Today I climbed a mountain, shaped to a peak by the soles of my feet and the spread of my palms.
Flexing my quads to the back of my knees, I pressed my hands into my mat in downward dog. After an exhale, I squeezed my mula bandha to float (or attempt to) into handstand for, as Raghunath instructed us, 25 breaths.
A warm-up, my feet rested against the wall as I centered my stare and focused on a four-count exhalation. Knowing my traditional yang energy, I'd push to 26 breaths before coming down because that's my identity, that's how I'm wired -- to push harder, go longer, be faster and, by extension, become better.
As a Capricorn, I'm a mountain goat at heart -- persistent and tenacious. I charge headfirst up a mountain and yearn to dive into the deep-end. But then my shoulders shook and I wobbled in my handstand.
As my feet leaned against the wall, Raghunath said, "When climbing the ladder of success, make sure it's leaning against the right building."
As a pretty driven person, I have no problem pushing myself, but as I charge up my ladder, I'm reminded to take a look at where I'm going and who I'm bringing with me in my many roles in life: a teacher, husband, writer, and coach.
So often, our society places emphasis on financial growth or building big muscles -- on building up an impressive resume, not an epic eulogy.
Like the others in class that day (and perhaps you), I want to be the best person I can be. At the risk of sounding cheesy, dare I say I want greatness.
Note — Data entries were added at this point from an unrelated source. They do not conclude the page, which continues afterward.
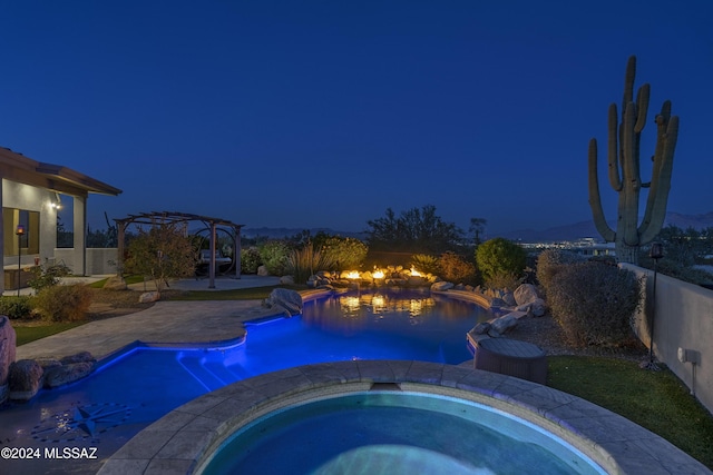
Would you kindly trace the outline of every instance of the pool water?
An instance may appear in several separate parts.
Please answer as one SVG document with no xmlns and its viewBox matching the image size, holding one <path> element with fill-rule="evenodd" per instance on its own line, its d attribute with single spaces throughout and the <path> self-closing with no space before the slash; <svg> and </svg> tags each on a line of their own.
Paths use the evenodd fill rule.
<svg viewBox="0 0 713 475">
<path fill-rule="evenodd" d="M 310 300 L 301 316 L 246 324 L 246 338 L 228 347 L 129 352 L 88 378 L 4 408 L 0 439 L 40 447 L 101 442 L 105 457 L 174 408 L 260 374 L 346 359 L 462 363 L 471 357 L 466 333 L 490 317 L 428 290 Z"/>
<path fill-rule="evenodd" d="M 602 474 L 565 441 L 447 396 L 369 392 L 270 413 L 238 429 L 203 474 Z"/>
</svg>

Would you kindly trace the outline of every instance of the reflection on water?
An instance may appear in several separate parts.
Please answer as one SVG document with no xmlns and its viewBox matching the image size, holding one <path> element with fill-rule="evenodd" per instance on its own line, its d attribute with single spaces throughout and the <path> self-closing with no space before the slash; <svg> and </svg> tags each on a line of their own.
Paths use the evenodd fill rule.
<svg viewBox="0 0 713 475">
<path fill-rule="evenodd" d="M 461 337 L 461 331 L 489 317 L 488 310 L 472 303 L 419 288 L 351 290 L 306 301 L 302 313 L 305 326 L 346 337 L 369 330 L 406 335 L 408 327 L 453 331 Z"/>
<path fill-rule="evenodd" d="M 381 318 L 385 314 L 408 314 L 410 317 L 418 317 L 434 305 L 436 300 L 430 296 L 404 298 L 378 293 L 339 297 L 339 306 L 346 318 L 359 317 L 363 311 Z"/>
</svg>

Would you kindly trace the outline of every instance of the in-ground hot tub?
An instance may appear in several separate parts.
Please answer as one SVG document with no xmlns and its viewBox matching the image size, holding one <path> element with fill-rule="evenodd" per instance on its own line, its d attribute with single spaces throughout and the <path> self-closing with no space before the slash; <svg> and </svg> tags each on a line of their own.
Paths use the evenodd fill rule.
<svg viewBox="0 0 713 475">
<path fill-rule="evenodd" d="M 517 423 L 527 431 L 531 429 L 539 434 L 538 437 L 543 435 L 545 438 L 531 439 L 528 438 L 529 435 L 511 438 L 525 438 L 525 444 L 534 446 L 529 448 L 546 449 L 559 458 L 565 454 L 565 469 L 578 466 L 582 463 L 578 461 L 585 461 L 586 469 L 594 471 L 592 473 L 597 473 L 597 469 L 624 474 L 711 473 L 703 464 L 655 434 L 578 397 L 524 379 L 479 369 L 399 360 L 356 360 L 302 366 L 245 379 L 208 393 L 141 431 L 105 464 L 100 473 L 199 473 L 208 468 L 214 458 L 226 455 L 225 458 L 229 462 L 231 448 L 227 447 L 234 435 L 258 427 L 263 420 L 271 420 L 275 414 L 287 414 L 294 407 L 306 407 L 307 412 L 310 408 L 316 408 L 313 415 L 319 417 L 324 408 L 319 404 L 323 400 L 340 400 L 355 396 L 373 405 L 374 399 L 369 399 L 370 395 L 381 393 L 382 396 L 389 394 L 391 397 L 399 392 L 407 393 L 409 397 L 413 394 L 424 397 L 427 403 L 409 399 L 411 402 L 407 405 L 414 405 L 417 410 L 423 410 L 423 404 L 427 407 L 434 404 L 439 407 L 436 410 L 440 413 L 438 417 L 448 418 L 453 416 L 453 410 L 465 410 L 477 414 L 475 418 L 496 420 L 496 426 Z M 377 400 L 382 396 L 378 396 Z M 343 400 L 341 399 L 338 406 Z M 443 405 L 442 400 L 456 404 L 448 406 Z M 311 406 L 315 402 L 318 405 Z M 482 408 L 480 406 L 485 406 L 484 413 L 477 412 Z M 263 418 L 264 416 L 267 417 Z M 498 416 L 505 418 L 494 418 Z M 290 417 L 287 414 L 287 418 Z M 296 419 L 300 418 L 301 415 L 297 414 Z M 280 417 L 272 420 L 280 422 L 279 419 Z M 379 420 L 382 427 L 388 427 L 393 418 Z M 486 427 L 492 428 L 487 425 Z M 265 434 L 270 435 L 271 431 L 266 431 Z M 520 433 L 519 429 L 516 432 Z M 272 456 L 279 472 L 284 469 L 285 461 L 293 459 L 306 448 L 305 439 L 299 435 L 300 433 L 297 429 L 296 435 L 290 436 L 289 443 L 265 445 L 268 454 L 274 445 L 275 452 Z M 457 433 L 452 443 L 461 443 L 459 437 Z M 559 444 L 559 447 L 551 445 L 553 441 Z M 324 445 L 330 443 L 331 441 L 326 441 Z M 442 447 L 448 445 L 442 442 L 440 444 Z M 468 446 L 468 443 L 466 444 Z M 472 444 L 472 452 L 485 449 L 482 444 Z M 456 472 L 452 473 L 472 473 L 470 462 L 453 458 L 447 448 L 394 444 L 393 441 L 388 444 L 365 444 L 363 447 L 367 447 L 364 451 L 368 454 L 383 459 L 384 466 L 394 465 L 394 461 L 404 464 L 417 461 L 428 466 L 438 466 L 440 462 L 453 468 Z M 561 447 L 573 449 L 568 452 Z M 283 448 L 287 452 L 280 452 Z M 500 449 L 508 453 L 511 448 Z M 573 463 L 573 454 L 582 457 Z M 332 473 L 343 473 L 344 464 L 363 461 L 363 455 L 359 447 L 339 452 L 331 458 L 321 461 L 320 467 L 324 468 L 323 473 L 330 473 L 330 467 L 338 471 Z M 397 458 L 393 458 L 394 456 Z M 534 468 L 533 473 L 541 473 L 537 466 Z"/>
</svg>

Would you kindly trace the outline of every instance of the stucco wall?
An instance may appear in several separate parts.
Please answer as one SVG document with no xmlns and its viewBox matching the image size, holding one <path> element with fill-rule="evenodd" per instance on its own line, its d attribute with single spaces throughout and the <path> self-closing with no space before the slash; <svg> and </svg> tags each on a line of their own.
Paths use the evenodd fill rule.
<svg viewBox="0 0 713 475">
<path fill-rule="evenodd" d="M 57 211 L 50 206 L 55 194 L 43 188 L 2 180 L 2 206 L 6 208 L 27 209 L 40 214 L 40 249 L 39 257 L 51 258 L 57 243 Z M 12 230 L 14 234 L 14 230 Z M 22 255 L 22 265 L 33 264 L 33 255 Z M 18 257 L 4 256 L 3 266 L 16 265 Z"/>
<path fill-rule="evenodd" d="M 646 276 L 647 304 L 636 315 L 635 327 L 648 346 L 654 273 L 626 264 L 622 267 Z M 713 290 L 658 274 L 655 305 L 654 354 L 713 413 Z M 678 360 L 678 348 L 692 350 L 695 366 Z"/>
</svg>

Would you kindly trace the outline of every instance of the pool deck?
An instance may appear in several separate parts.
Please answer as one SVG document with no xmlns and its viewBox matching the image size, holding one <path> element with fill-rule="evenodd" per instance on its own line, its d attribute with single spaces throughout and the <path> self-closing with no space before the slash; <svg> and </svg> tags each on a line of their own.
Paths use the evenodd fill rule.
<svg viewBox="0 0 713 475">
<path fill-rule="evenodd" d="M 276 278 L 244 276 L 216 280 L 216 290 L 275 285 Z M 182 280 L 172 288 L 207 289 L 207 280 Z M 143 289 L 144 284 L 139 285 Z M 240 338 L 242 323 L 274 314 L 258 300 L 158 301 L 152 308 L 97 320 L 17 348 L 17 359 L 67 356 L 82 350 L 105 358 L 137 342 L 156 345 L 201 344 Z M 684 452 L 578 397 L 547 386 L 460 366 L 422 362 L 343 362 L 303 366 L 262 375 L 208 393 L 155 422 L 108 458 L 102 474 L 192 473 L 245 417 L 284 395 L 333 393 L 397 384 L 403 390 L 468 392 L 475 398 L 538 418 L 558 435 L 584 441 L 611 473 L 647 475 L 713 474 Z M 267 406 L 265 406 L 267 405 Z M 572 433 L 572 434 L 570 434 Z M 570 435 L 567 435 L 570 434 Z M 475 448 L 477 449 L 477 448 Z"/>
<path fill-rule="evenodd" d="M 243 276 L 216 279 L 215 289 L 276 285 L 277 277 Z M 207 280 L 186 279 L 172 289 L 208 290 Z M 135 284 L 137 290 L 144 284 Z M 150 290 L 150 287 L 148 288 Z M 17 348 L 17 359 L 64 357 L 89 352 L 97 359 L 136 345 L 209 344 L 240 338 L 243 321 L 274 314 L 261 300 L 157 301 L 153 307 L 121 317 L 96 320 Z"/>
</svg>

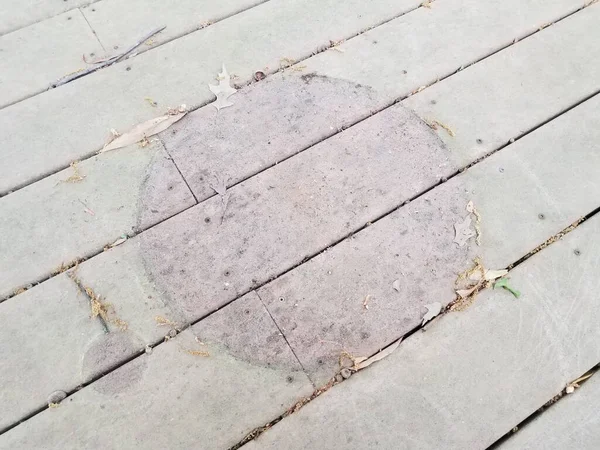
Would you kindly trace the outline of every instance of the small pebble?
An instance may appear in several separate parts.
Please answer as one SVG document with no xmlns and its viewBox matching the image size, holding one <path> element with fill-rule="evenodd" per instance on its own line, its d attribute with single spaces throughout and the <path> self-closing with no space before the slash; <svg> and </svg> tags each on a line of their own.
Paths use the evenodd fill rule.
<svg viewBox="0 0 600 450">
<path fill-rule="evenodd" d="M 67 393 L 65 391 L 54 391 L 52 394 L 48 396 L 48 404 L 51 403 L 58 404 L 62 402 L 65 398 L 67 398 Z"/>
</svg>

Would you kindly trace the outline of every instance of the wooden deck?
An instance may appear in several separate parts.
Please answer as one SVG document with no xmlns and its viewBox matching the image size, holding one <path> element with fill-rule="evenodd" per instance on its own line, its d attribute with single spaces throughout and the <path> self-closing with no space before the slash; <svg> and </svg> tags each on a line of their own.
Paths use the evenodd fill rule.
<svg viewBox="0 0 600 450">
<path fill-rule="evenodd" d="M 0 448 L 600 447 L 596 1 L 4 3 Z"/>
</svg>

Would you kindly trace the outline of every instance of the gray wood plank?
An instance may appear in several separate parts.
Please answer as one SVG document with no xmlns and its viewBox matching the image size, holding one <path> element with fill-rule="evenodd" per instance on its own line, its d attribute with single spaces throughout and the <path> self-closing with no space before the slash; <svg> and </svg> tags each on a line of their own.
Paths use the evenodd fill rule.
<svg viewBox="0 0 600 450">
<path fill-rule="evenodd" d="M 600 447 L 600 377 L 593 376 L 573 395 L 546 409 L 531 423 L 512 435 L 502 450 Z"/>
<path fill-rule="evenodd" d="M 593 4 L 404 104 L 449 126 L 455 136 L 442 127 L 437 133 L 468 164 L 600 90 L 600 40 L 588 39 L 598 21 Z M 582 40 L 591 45 L 583 49 Z"/>
<path fill-rule="evenodd" d="M 81 8 L 81 12 L 100 42 L 111 53 L 117 53 L 122 48 L 134 44 L 153 29 L 166 26 L 167 28 L 153 37 L 147 45 L 142 45 L 136 50 L 139 54 L 265 1 L 103 0 Z M 115 46 L 118 49 L 115 49 Z"/>
<path fill-rule="evenodd" d="M 600 359 L 599 249 L 594 217 L 245 448 L 486 448 Z"/>
<path fill-rule="evenodd" d="M 419 325 L 424 305 L 454 300 L 469 259 L 505 268 L 596 208 L 598 108 L 600 96 L 259 289 L 315 384 L 343 350 L 369 356 Z M 454 225 L 468 201 L 481 245 L 471 238 L 461 250 Z"/>
<path fill-rule="evenodd" d="M 0 447 L 223 449 L 311 392 L 251 293 L 8 431 Z"/>
<path fill-rule="evenodd" d="M 208 84 L 223 63 L 239 76 L 238 83 L 245 83 L 257 70 L 277 70 L 281 58 L 308 57 L 330 40 L 352 36 L 419 3 L 351 0 L 340 8 L 336 0 L 271 0 L 134 60 L 5 108 L 0 111 L 0 128 L 12 132 L 0 139 L 5 161 L 0 193 L 91 155 L 102 147 L 111 128 L 123 132 L 157 116 L 146 97 L 161 109 L 211 101 Z"/>
<path fill-rule="evenodd" d="M 77 9 L 0 37 L 0 49 L 0 108 L 39 94 L 59 78 L 84 69 L 82 55 L 102 53 Z"/>
<path fill-rule="evenodd" d="M 93 3 L 94 0 L 3 0 L 0 9 L 0 35 L 27 27 L 36 22 L 58 16 L 64 12 L 79 14 L 79 6 Z"/>
<path fill-rule="evenodd" d="M 225 206 L 212 197 L 86 261 L 78 276 L 153 342 L 164 335 L 155 311 L 197 320 L 456 170 L 438 145 L 410 112 L 388 109 L 238 184 Z"/>
<path fill-rule="evenodd" d="M 540 24 L 579 6 L 571 0 L 547 2 L 542 8 L 540 4 L 521 1 L 447 0 L 431 9 L 415 10 L 341 44 L 339 49 L 343 52 L 328 50 L 303 61 L 300 67 L 306 67 L 301 72 L 276 75 L 252 86 L 252 89 L 240 91 L 234 97 L 235 105 L 227 113 L 217 114 L 214 108 L 194 112 L 174 127 L 174 134 L 164 137 L 165 144 L 196 197 L 203 199 L 213 193 L 210 187 L 213 173 L 228 178 L 231 184 L 238 182 L 293 155 L 308 143 L 367 117 L 373 109 L 453 73 L 461 64 L 489 55 L 515 38 L 536 30 Z M 468 18 L 465 18 L 464 11 L 469 11 Z M 432 27 L 432 24 L 435 26 Z M 571 24 L 569 30 L 577 30 L 577 27 L 577 23 Z M 445 30 L 443 45 L 439 41 L 440 29 Z M 580 36 L 572 38 L 575 41 Z M 570 54 L 569 45 L 565 43 L 560 49 L 546 48 L 545 40 L 537 39 L 534 45 L 526 48 L 506 50 L 508 56 L 505 58 L 523 60 L 531 54 L 541 54 L 547 57 L 549 64 L 556 64 L 561 73 L 572 69 L 574 73 L 571 75 L 580 76 L 582 73 L 577 72 L 577 75 L 573 68 L 583 69 L 575 59 L 579 55 Z M 581 46 L 581 42 L 578 45 Z M 589 49 L 594 53 L 597 46 L 591 42 L 589 45 L 594 47 Z M 561 58 L 554 59 L 557 52 L 561 52 Z M 503 60 L 500 58 L 500 62 Z M 583 71 L 589 69 L 589 73 L 595 73 L 595 61 L 589 61 L 589 64 L 589 68 Z M 486 66 L 477 75 L 487 80 L 496 73 L 496 66 L 498 64 L 493 70 Z M 406 68 L 407 74 L 398 73 L 399 67 Z M 490 83 L 504 85 L 505 89 L 511 90 L 518 77 L 524 76 L 529 77 L 528 81 L 535 76 L 540 89 L 563 92 L 562 80 L 538 79 L 535 73 L 523 74 L 512 66 L 501 68 L 497 77 L 492 76 L 497 80 Z M 589 95 L 596 87 L 593 79 L 585 81 L 574 91 Z M 480 102 L 480 99 L 469 96 L 469 83 L 459 82 L 453 87 L 466 99 L 460 113 L 470 114 L 467 102 Z M 580 91 L 577 90 L 579 88 Z M 575 94 L 566 93 L 561 101 L 575 102 L 579 99 Z M 528 95 L 528 92 L 520 93 L 523 102 L 527 101 Z M 444 97 L 443 90 L 438 97 Z M 530 122 L 546 117 L 548 111 L 554 114 L 560 111 L 561 105 L 555 102 L 533 100 L 537 104 L 535 110 L 529 110 Z M 413 107 L 412 104 L 409 106 Z M 475 110 L 476 106 L 471 109 Z M 247 112 L 260 109 L 265 113 L 257 111 L 243 115 L 244 109 Z M 510 105 L 506 109 L 510 109 Z M 507 119 L 506 125 L 511 128 L 507 130 L 506 140 L 513 136 L 511 133 L 519 128 L 522 120 L 516 114 L 513 122 Z M 466 129 L 463 134 L 472 131 L 475 130 Z M 484 142 L 491 142 L 494 131 L 491 126 L 485 132 L 477 130 L 480 134 L 473 137 L 473 141 L 482 138 Z M 497 147 L 497 144 L 495 147 L 492 144 L 482 146 L 486 151 Z M 466 154 L 467 151 L 460 146 L 452 148 L 461 164 L 465 160 L 473 160 L 468 159 L 473 155 Z"/>
<path fill-rule="evenodd" d="M 195 203 L 158 142 L 76 167 L 0 201 L 0 298 Z"/>
<path fill-rule="evenodd" d="M 104 336 L 90 315 L 88 299 L 65 274 L 2 304 L 0 430 L 43 407 L 52 392 L 84 381 L 82 355 Z"/>
</svg>

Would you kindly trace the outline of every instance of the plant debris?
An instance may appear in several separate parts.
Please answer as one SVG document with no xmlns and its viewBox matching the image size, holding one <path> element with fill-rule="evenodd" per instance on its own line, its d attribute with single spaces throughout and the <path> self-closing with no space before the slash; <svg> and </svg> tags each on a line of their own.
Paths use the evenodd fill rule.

But so often I'm distracted by where our culture says I should go -- where I should be leaning my ladder.
Filling up my bank account.
Building up an impressive physique.
Collecting more stuff.
That's what we've allowed to become the definition of success. But what if we changed that? What if we allowed ourselves to develop our own definition of success, one that isn't idolized by the tabloids or a Super Bowl commercial.
One that focuses on our passion and our unique gift to this world. We lose sight of our passion and our purpose when we live our lives for someone else's definition of success. We take aim on someone else's target and fire. We lean our ladder against someone else's building.
Yes, you could ditch all of this and just be -- just breathe. That's very zen. I get that. But, for anyone that has a steady meditation practice, you know that "just being" is the steepest ladder to climb. It's by no means an easy breezy cake walk.
If we're not growing, we're dying, so it makes sense to climb.
Three Questions to Ask to Find Purpose
To help aim the ladder in the right direction, there are three questions to ask oneself:
- What is your passion?
- What pays well?
- What are you really talented at?
And then, taking a look at all three answers, you should get several different ladders to choose from. Then, ask a fourth question to choose the best ladder.
What does the world need most?
So, what's your definition of success? Where are you leaning your ladder? As you press yourself into your next downward dog, why did you come to your mat today?
Raghunath reminds us that we have a choice; we have the ability to act and make choices in this world. He reminds us of what the Bhagavad Gita calls "atman" -- the spirit within us all that transcends the physical body.
It's a reminder that we are beyond the physical body. We are a spirit within a body, not a body with a spirit.
The ladder we climb stretches beyond this life.